Respondendo aos que insinuam ser tudo uma grande armação, e que na verdade terminam defendendo o indefensável, a própria atitude do estuprador já retira as dúvidas. Sua posição de soberba e arrogância diante do fato, sua postura de tranquilidade – e não uma revolta – com a armação, já denunciam a sua culpa. É claro que esta atitude está baseada no poder econômico que possui e representa; sabemos que logo a história vai ser esquecida e a impunidade vai prevalecer mais uma vez. Agora querer transformar a vítima, negra, africana, pobre, violada e esmagada em cúmplice de uma mega teoria da conspiração é demais. Observem o comportamento do estúpido que se esconde por trás do poder e do dinheiro e saberão se ele fez ou não. Já renunciou ao cargo e se afunda no silencio mais completo, o que não é característico de quem sofre uma armação destas. Esta teoria que terminaria inocentando o pobre injustiçado, nem os advogados dele pensaram. Poderiam, os que pensam assim, enviar este argumento como sugestão de defesa. Onde estará neste momento esta pobre mulher, talvez ouvindo mais críticas. uma sugestão, pesquisem sobre ela e tentem ajudar de alguma forma, sem condená-la por ser mulher trabalhando como camareira em um hotel em que os homens são vítimas de armações da CIA, onde se submetem ao estupro covarde destes tarados ricos, para lhes tirar os cargos de poder, conscientemente.
Fico impressionado com sua convicção.
Eu nunca vi um arrumadeira trabalhar em um quarto com o hóspede dentro… Tudo bem, para encaixar, vão dizer que o velho se escondeu dentro do quarto.
É muita forçada de barra.
Eu só digo uma coisa: não muitas convicções nos assuntos que não vejo com meus próprios olhos.
Belíssimo texto. Aponta para o fato da mercantilização de todas as coisas, quando o rico e poderoso pode abusar de todos, inclusive roubando o pouco que lhes resta, como a dignidade e a honra. Metáfora bem clara e aplicável.
Excelente texto, Boff, mas a verdade factual pode estar distorcida. Pode ser um assassinato de reputação. Ou de uma carreira política por motivos que não sabemos. Não sei se é perigoso tecer comentários a respeito, mas e impossível acreditar cegamente nos norte americanos.

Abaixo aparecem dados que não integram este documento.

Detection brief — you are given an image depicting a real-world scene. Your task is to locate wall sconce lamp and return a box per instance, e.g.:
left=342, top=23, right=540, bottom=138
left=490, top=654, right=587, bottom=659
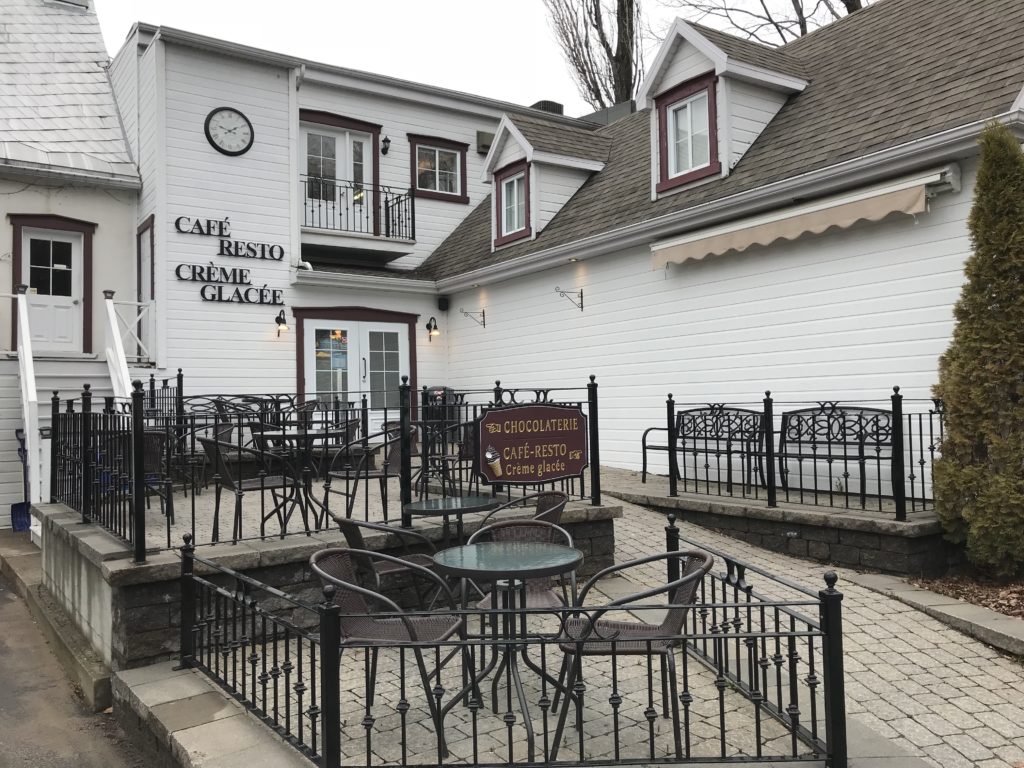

Penso que o teólogo que tanto admiro está totalmente correto. O
Penso que o teólogo que tanto admiro está totalmente correto. Homens como Strauss Kahn se veem acima do bem do mal. Corporificam as entidades que representam. O que é a honra de uma mulher pobre e negra ou a imensa população sofredora dos paises em crise? Os senhores de engenho e suas casas grandes ainda não morreram. Só mudaram de nome…
Abraços
Caro mestre LB, entendemos q a verificação da verdade, não foi uma verificação da “verdade norte-americana”, mas sim da justiça feita contra um estuprador de mulheres inocentes e nações dependentes…
Por isso considero de extrema lucidez seu texto, e digo mais, ótimo instrumento de conscientização da mercantilização do Todo… serve como padrão comportamental do novo paradigma q necessitamos… assim digo q poucos, ou qse um ou outro possa dizer estar equivocado…
Concordo com você. Precisamos deste novo paradigma, o poder do cargo, e suas práticas de abuso econômico, se materializam em outros comportamentos, diante dos mais pobres e sem voz. O choro desta mulher, humilhada e violada em sua dignidade, é o choro de muitos, abusados das mais diversas formas. Brilhante o texto do mestre; admirável o seu silêncio diante dos que discordam com argumentos baseados apenas em suas próprias alucinações e paranóias do youtube.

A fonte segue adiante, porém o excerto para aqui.